After Kennedy made the motion to move forward with the RFQ process for legal services, Councilman Jimmy Meyers seconded it.
“This is just feeling the water out,” he said. “We don’t have to change anything.”
The council expressed a similar stance for engineering services. Councilman Bobby Brazier made the motion to advertise for RFQs, and Kennedy seconded it.
IN OTHER NEWS
The council also:
- authorized the temporary closure of 11th Street between Halsell Street and the alley to the north and the alley to the south 2 to 10 p.m. Thursday, Sept. 5, for Main Street Night Out. The live radio remote and concert features Austin Allsup from 5 to 7 p.m. and also includes merchant specials and complimentary beverages.
- purchased health insurance for city employees from Blue Cross Blue Shield, with a 10 percent decrease in premiums; dental insurance from Guardian with a 7 percent increase; vision insurance from Superior Vision with a 4.95 percent increase; and life and accidental death and dismemberment insurance from Lincoln Financial at rate of 14 cents per $1,000 coverage.

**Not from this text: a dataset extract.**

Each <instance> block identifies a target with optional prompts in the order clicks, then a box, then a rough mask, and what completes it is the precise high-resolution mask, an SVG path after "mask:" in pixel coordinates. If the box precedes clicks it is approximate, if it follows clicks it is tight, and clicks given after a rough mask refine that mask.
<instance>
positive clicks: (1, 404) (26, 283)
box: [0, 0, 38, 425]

The combined rates provide $14,186.65 in savings for the city.
- extended to Aug. 31, 2015, an agreement with North Central Texas Council of Governments (NCTCOG) for 911 services. NCTCOG provides all 911 equipment, system upgrades and maintenance while the city is responsible for maintaining insurance on the equipment and sending dispatchers to training.
- approved an agreement with Gifford Electric Inc. for the annual preventative maintenance on the city’s outdoor warning system. Cost is $2,508.
- reviewed the Aug. 8-21 payment report in the amount of $741,573.53.